Un jury citoyen pour contrer la corruption

Agence QMI 
17/01/2010 21h43 

Photo: le juge à la retraite John Gomery

 

QUÉBEC - L’ex-directeur général des élections Pierre F. Côté et le juge à la retraite John Gomery s’entendent pour dire que les entreprises devraient pouvoir contribuer au financement des partis politiques.

Tous deux étaient invités à s’adresser aux participants des audiences du jury citoyen organisé sur cette question par le Directeur général des élections (DGE) et l’Institut du Nouveau Monde (INM), hier avant-midi.

Pierre F. Côté, qui a lui même occupé la fonction de directeur général des élections de 1978 à 1997, a d’abord émis son propre constat selon lequel la confiance des Québécois envers leur système électoral était ébranlée, et qu’il était nécessaire de la rétablir.

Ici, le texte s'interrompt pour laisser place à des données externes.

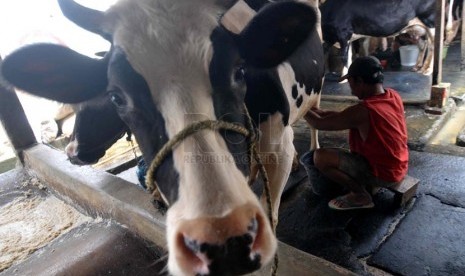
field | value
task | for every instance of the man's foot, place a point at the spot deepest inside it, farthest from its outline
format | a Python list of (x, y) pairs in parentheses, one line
[(350, 202)]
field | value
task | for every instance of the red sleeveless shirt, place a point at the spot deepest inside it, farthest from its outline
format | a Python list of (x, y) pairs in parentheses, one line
[(386, 145)]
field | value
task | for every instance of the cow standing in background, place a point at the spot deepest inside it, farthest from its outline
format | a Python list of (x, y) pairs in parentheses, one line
[(175, 62), (97, 127), (342, 19)]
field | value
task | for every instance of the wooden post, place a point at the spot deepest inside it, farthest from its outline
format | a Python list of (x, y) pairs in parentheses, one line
[(14, 120), (462, 40), (438, 42)]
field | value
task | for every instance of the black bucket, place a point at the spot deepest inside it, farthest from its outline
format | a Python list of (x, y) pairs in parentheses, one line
[(321, 185)]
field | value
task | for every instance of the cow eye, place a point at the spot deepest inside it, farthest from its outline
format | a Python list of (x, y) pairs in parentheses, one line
[(116, 99), (239, 74)]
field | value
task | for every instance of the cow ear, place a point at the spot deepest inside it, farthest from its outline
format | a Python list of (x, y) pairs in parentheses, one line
[(55, 72), (275, 33)]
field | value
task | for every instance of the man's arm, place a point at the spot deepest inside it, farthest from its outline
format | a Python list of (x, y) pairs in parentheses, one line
[(356, 116)]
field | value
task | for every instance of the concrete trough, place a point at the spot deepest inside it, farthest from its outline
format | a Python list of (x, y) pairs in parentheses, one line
[(102, 194)]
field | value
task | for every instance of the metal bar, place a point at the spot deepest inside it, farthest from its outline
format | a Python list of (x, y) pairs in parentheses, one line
[(14, 120), (438, 42)]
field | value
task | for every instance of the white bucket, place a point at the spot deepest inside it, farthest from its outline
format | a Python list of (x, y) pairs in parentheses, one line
[(408, 55)]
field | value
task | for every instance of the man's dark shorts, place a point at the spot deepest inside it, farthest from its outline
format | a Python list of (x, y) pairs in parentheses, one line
[(359, 169), (352, 164)]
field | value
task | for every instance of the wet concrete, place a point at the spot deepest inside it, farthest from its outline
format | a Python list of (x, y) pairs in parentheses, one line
[(103, 248), (97, 247), (425, 237), (428, 241), (387, 233)]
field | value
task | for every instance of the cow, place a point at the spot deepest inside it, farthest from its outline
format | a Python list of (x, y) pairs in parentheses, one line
[(342, 19), (177, 62), (454, 18), (97, 127)]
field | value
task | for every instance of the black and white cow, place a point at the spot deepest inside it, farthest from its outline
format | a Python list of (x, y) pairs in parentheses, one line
[(97, 127), (342, 19), (174, 62)]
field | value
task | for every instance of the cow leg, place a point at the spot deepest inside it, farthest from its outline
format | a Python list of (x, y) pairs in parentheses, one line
[(423, 45), (346, 51), (427, 67), (277, 152)]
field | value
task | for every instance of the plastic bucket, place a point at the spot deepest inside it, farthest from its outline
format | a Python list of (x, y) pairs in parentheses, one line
[(408, 55)]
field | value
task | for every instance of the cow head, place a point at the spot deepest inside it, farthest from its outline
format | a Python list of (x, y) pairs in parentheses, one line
[(173, 63), (96, 128)]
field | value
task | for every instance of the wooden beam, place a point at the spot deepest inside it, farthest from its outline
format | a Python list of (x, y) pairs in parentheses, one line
[(438, 41), (14, 120)]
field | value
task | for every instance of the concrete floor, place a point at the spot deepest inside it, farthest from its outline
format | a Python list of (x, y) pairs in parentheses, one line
[(423, 238)]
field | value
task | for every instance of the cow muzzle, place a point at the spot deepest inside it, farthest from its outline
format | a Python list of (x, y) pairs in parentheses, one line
[(235, 244)]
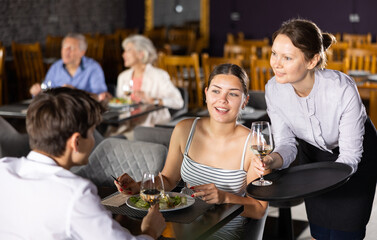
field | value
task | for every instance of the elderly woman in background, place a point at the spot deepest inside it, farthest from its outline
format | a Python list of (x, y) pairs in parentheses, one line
[(147, 83)]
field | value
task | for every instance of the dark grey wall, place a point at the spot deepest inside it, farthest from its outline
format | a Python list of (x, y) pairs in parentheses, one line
[(258, 19), (32, 20)]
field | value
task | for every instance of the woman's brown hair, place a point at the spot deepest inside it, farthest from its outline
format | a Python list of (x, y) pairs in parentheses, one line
[(306, 36)]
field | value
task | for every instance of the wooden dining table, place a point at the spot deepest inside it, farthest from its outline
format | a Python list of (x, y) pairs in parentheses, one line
[(113, 115)]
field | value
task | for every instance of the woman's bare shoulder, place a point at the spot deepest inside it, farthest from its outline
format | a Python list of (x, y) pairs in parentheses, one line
[(184, 126), (243, 129)]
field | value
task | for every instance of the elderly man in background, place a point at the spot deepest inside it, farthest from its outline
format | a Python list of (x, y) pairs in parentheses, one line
[(75, 70)]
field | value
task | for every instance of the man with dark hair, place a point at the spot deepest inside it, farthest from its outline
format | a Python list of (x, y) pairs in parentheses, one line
[(40, 196)]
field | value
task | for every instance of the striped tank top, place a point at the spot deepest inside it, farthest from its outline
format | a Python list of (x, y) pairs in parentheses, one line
[(193, 173)]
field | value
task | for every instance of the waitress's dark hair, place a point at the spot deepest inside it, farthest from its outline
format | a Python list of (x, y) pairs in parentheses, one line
[(231, 69), (306, 36)]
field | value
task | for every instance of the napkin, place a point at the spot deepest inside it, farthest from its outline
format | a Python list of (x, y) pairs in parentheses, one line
[(115, 200)]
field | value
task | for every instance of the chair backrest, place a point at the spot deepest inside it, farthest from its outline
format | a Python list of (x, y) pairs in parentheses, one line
[(360, 59), (114, 156), (2, 72), (337, 51), (355, 39), (53, 46), (260, 73), (185, 73), (29, 66), (12, 143), (123, 33), (96, 47), (176, 113), (112, 57), (209, 63), (182, 38), (159, 135)]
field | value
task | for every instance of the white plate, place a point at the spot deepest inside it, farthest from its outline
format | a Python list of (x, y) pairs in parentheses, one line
[(190, 201)]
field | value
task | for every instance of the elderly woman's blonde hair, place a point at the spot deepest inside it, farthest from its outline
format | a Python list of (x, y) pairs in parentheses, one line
[(142, 44)]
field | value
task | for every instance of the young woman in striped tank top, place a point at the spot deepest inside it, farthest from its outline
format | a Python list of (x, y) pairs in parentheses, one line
[(213, 154)]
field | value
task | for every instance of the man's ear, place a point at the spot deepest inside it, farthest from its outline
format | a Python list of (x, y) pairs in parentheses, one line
[(73, 141)]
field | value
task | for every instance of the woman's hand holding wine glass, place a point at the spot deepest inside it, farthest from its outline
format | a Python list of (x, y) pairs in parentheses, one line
[(262, 145)]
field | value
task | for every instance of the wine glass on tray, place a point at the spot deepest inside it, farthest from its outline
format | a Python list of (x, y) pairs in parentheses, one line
[(261, 145), (151, 188)]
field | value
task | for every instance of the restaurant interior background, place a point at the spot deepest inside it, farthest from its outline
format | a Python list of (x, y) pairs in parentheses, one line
[(26, 21)]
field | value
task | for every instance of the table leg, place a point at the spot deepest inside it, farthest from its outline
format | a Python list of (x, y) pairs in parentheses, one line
[(285, 226)]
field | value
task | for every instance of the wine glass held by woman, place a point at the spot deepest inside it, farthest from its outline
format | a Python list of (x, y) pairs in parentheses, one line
[(213, 154), (261, 145), (321, 110)]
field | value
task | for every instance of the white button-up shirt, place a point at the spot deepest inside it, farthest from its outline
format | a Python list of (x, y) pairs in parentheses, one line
[(41, 200), (331, 115)]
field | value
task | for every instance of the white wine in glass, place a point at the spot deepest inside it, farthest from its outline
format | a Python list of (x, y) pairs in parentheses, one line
[(261, 145), (151, 188)]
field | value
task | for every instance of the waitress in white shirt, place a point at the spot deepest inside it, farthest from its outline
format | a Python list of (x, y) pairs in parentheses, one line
[(322, 111)]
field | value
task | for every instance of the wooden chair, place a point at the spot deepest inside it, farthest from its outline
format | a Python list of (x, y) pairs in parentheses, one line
[(337, 51), (29, 66), (2, 72), (125, 32), (263, 52), (96, 45), (260, 73), (53, 47), (158, 36), (235, 38), (373, 107), (360, 59), (184, 72), (335, 65), (182, 41), (209, 63), (355, 39)]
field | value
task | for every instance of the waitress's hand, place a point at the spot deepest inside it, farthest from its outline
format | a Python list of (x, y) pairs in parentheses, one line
[(271, 161), (261, 166), (127, 185)]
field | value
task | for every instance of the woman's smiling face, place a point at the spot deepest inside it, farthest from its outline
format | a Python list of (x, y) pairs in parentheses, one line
[(225, 97), (287, 61)]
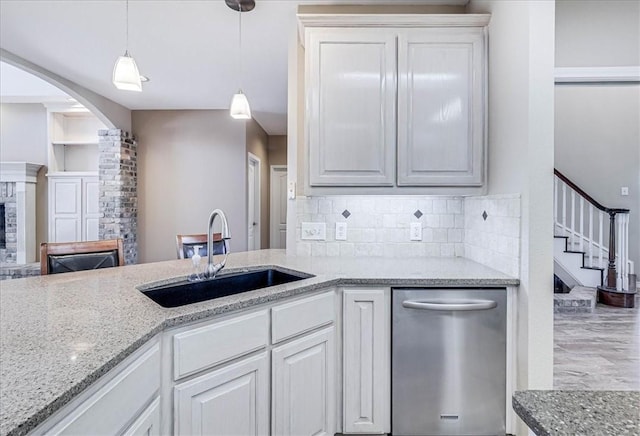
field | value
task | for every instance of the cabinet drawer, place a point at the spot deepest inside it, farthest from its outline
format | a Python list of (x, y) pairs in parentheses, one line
[(297, 317), (116, 404), (207, 346)]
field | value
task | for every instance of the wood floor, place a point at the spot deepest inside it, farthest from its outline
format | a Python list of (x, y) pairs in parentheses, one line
[(597, 351)]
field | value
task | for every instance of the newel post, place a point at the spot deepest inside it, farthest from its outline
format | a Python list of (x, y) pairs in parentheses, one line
[(611, 269)]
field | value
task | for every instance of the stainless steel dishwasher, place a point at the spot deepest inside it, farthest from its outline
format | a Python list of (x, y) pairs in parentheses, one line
[(448, 362)]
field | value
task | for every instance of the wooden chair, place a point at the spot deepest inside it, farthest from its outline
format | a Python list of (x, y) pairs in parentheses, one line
[(185, 245), (61, 257)]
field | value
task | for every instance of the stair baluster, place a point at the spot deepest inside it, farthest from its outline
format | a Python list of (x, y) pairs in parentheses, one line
[(618, 265)]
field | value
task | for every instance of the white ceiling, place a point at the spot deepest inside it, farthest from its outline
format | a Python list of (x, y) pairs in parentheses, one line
[(188, 48)]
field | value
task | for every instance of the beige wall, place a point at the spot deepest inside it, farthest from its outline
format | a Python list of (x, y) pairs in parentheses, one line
[(23, 138), (277, 150), (257, 142), (597, 33), (597, 141), (189, 163), (521, 128)]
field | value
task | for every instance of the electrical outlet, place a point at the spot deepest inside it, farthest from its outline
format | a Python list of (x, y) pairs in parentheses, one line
[(415, 232), (314, 231)]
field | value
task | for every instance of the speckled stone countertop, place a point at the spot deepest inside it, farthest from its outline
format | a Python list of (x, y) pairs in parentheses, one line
[(598, 413), (60, 333)]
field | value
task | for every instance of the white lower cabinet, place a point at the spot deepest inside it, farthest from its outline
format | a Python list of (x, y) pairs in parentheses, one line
[(148, 423), (303, 386), (366, 361), (233, 400)]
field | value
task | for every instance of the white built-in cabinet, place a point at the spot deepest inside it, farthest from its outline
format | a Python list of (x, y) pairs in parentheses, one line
[(73, 157), (395, 101), (351, 103), (74, 210), (367, 360)]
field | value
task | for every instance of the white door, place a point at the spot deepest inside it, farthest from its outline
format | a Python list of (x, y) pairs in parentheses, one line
[(232, 401), (303, 390), (367, 392), (65, 209), (278, 212), (253, 205), (90, 208)]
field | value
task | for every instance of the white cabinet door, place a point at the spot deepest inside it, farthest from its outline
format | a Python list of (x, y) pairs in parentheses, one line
[(366, 354), (441, 102), (65, 209), (303, 391), (351, 90), (90, 208), (231, 401), (148, 423)]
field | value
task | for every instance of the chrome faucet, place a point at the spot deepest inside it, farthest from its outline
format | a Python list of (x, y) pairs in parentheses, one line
[(212, 269)]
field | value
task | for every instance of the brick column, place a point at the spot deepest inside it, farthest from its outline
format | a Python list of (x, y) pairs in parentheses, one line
[(118, 175)]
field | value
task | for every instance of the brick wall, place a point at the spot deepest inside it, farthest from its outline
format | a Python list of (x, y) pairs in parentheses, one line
[(118, 175), (8, 197)]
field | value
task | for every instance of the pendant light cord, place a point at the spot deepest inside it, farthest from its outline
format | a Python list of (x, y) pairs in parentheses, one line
[(127, 31), (239, 39)]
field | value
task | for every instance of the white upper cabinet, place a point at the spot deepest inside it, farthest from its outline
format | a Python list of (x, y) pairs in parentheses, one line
[(396, 103), (351, 102), (441, 107)]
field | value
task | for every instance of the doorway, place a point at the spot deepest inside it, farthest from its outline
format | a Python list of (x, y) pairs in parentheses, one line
[(253, 202), (278, 208)]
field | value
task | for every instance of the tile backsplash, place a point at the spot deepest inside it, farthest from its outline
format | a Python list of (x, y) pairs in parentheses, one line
[(492, 232), (380, 225), (485, 229)]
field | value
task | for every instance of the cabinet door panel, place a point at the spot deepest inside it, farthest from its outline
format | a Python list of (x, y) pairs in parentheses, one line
[(227, 402), (351, 107), (148, 423), (303, 393), (440, 107), (366, 357)]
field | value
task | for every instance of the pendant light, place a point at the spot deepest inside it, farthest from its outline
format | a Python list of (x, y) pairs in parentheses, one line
[(239, 104), (125, 72)]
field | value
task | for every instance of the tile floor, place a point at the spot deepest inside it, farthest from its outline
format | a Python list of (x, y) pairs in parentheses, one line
[(599, 350)]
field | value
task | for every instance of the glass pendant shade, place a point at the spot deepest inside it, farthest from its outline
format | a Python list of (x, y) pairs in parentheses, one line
[(240, 109), (126, 75)]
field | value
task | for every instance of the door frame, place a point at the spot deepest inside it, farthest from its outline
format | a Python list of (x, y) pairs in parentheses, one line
[(253, 159), (273, 226)]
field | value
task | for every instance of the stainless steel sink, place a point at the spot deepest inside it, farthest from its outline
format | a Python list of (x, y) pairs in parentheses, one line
[(186, 292)]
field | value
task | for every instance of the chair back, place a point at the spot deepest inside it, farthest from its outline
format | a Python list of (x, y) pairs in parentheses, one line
[(61, 257), (185, 245)]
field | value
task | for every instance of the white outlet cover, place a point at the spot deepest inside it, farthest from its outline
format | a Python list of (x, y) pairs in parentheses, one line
[(341, 231), (415, 232), (314, 231)]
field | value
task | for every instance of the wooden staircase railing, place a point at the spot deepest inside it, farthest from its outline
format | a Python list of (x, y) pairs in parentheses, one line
[(579, 227)]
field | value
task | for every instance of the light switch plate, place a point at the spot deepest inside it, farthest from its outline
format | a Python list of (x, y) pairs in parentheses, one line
[(415, 232), (314, 231), (291, 190)]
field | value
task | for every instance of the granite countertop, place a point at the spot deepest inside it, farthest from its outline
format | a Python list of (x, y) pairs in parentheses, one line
[(598, 413), (60, 333)]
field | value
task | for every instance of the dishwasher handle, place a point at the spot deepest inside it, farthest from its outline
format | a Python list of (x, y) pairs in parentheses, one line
[(454, 305)]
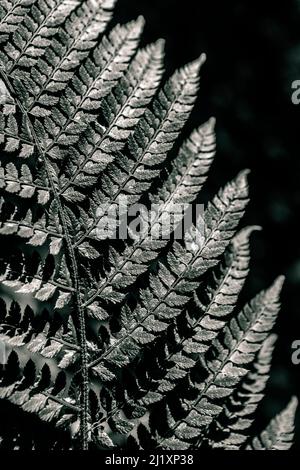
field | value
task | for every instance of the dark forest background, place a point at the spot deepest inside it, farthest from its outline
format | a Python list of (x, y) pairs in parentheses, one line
[(253, 56)]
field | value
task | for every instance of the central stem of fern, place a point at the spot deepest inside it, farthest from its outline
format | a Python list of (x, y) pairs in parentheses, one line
[(79, 317)]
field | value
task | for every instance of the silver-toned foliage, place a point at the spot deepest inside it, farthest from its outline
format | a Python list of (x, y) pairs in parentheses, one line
[(136, 344)]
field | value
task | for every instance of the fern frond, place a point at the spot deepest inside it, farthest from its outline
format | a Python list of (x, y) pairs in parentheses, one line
[(279, 434), (238, 414), (242, 339), (132, 343)]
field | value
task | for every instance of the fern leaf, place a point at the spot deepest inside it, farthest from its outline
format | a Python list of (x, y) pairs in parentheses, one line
[(279, 434), (242, 339)]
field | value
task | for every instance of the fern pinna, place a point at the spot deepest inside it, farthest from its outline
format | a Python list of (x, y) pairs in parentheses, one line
[(137, 343)]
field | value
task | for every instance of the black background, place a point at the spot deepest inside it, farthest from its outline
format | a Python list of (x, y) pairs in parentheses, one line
[(253, 56)]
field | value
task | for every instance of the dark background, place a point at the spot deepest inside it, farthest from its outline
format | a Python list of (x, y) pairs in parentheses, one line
[(253, 51)]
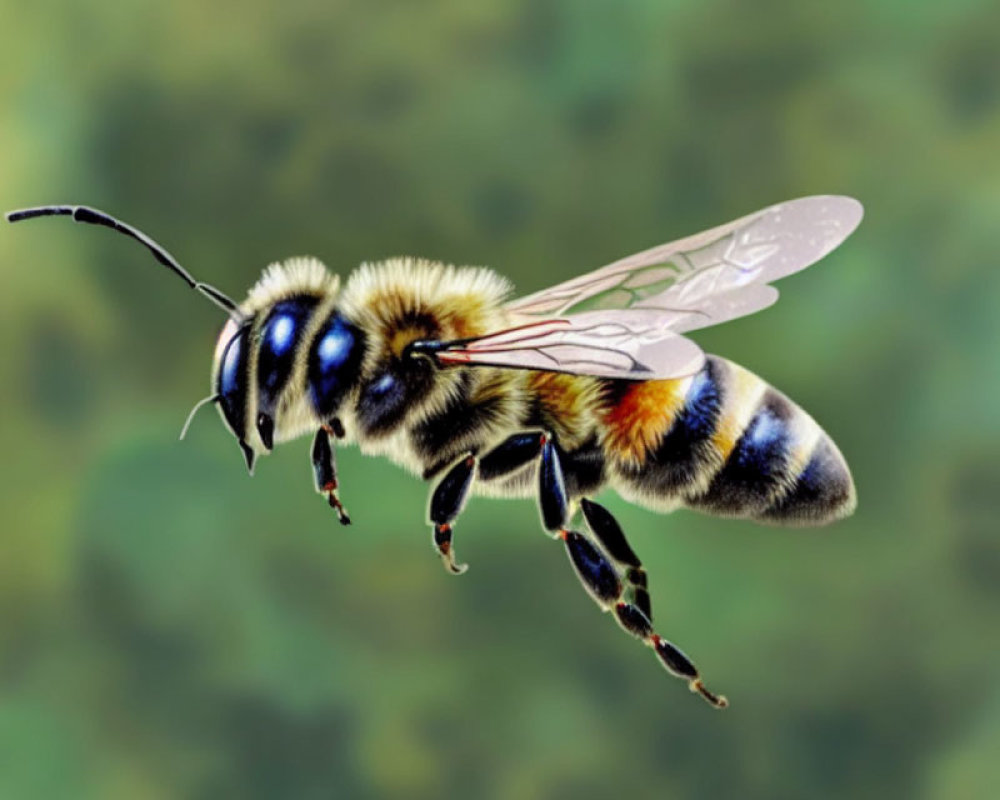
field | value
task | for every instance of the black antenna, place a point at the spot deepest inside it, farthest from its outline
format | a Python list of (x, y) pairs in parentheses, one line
[(95, 217)]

«Face aux candidats, aux politiciens ou même les gens élus, il y a une grande désaffection, remarque M. Côté. C’est triste à dire, mais ça existe.»

Selon lui, il est grand temps de «cesser de se mettre la tête dans le sable» et de s’attaquer au problème de la corruption.

En réponse à ce problème, M. Côté a exposé aux 12 membres du jury citoyen une solution sur laquelle il table depuis une dizaine d’années. Celle-ci consiste en la création d’un fonds, au DGE, qui pourrait recevoir les contributions des entreprises. Les sommes amassées seraient ensuite redistribuées selon une procédure transparente avec des règles établies.

«Le faire au vu et au su de tout le monde, ce serait déjà une amélioration», prédit-il.

Volte-face du juge Gomery

Deuxième intervenant, le juge à la retraite John Gomery, rendu célèbre notamment par la commission qui a porté son nom, a d’entrée de jeu qualifié «d’alarmante» la situation actuelle à l’égard du financement des partis politiques.

M. Gomery s’est entretenu avec le jury en faisant valoir les cinq principes endossés par Projet Montréal, le parti qu’il a appuyé aux dernières élections municipales dans la métropole. Parmi ces règles, on retrouve la divulgation automatique des dons et la fixation de limites légales dans le cadre des campagnes de financement. Il a aussi déploré les sommes considérables qui sont dépensées par les partis dans le cadre de campagnes publicitaires. «L’opinion publique n’est pas à vendre ni à acheter», a prévenu M. Gomery.

Sur la question du financement des entreprises, le juge à la retraite s’est ainsi montré sceptique quant à son acceptation.

Plus tard, il a toutefois signifié son appui à la proposition de M. Côté, portant sur la création d’un fond administré par le DGE. «C’est une idée très intéressante», a déclaré M. Gomery.

Ce dernier a suggéré que les sommes amassées soient redistribuées en fonction des résultats électoraux. M. Côté s’est montré «agréablement surpris» de l’appui lancé par M. Gomery.

Le jury citoyen

- En novembre 2009, alors que la corruption politique fait plus que jamais les manchettes au Québec, le DGE annonce la création d'un jury citoyen sur le financement des partis politiques québécois. L’organisation en a été confiée à l’Institut du Nouveau Monde, dirigé par Michel Venne.

- Le mandat du jury citoyen est de répondre à la question suivante: Faut-il ouvrir le financement des partis politiques aux contributions des compagnies ou de tout autre regroupement?

- La période de dépôt de candidature s'est terminée à la fin novembre.

- Le 14 décembre, 12 jurés ont été sélectionnés parmi 3 400 invitations lancées dans toutes les régions du Québec. Un nombre égal d'hommes et de femmes est représenté.

- Le jury se réunira les 30 et 31 janvier afin d'établir le verdict sur la question qui sera ensuite rendu public.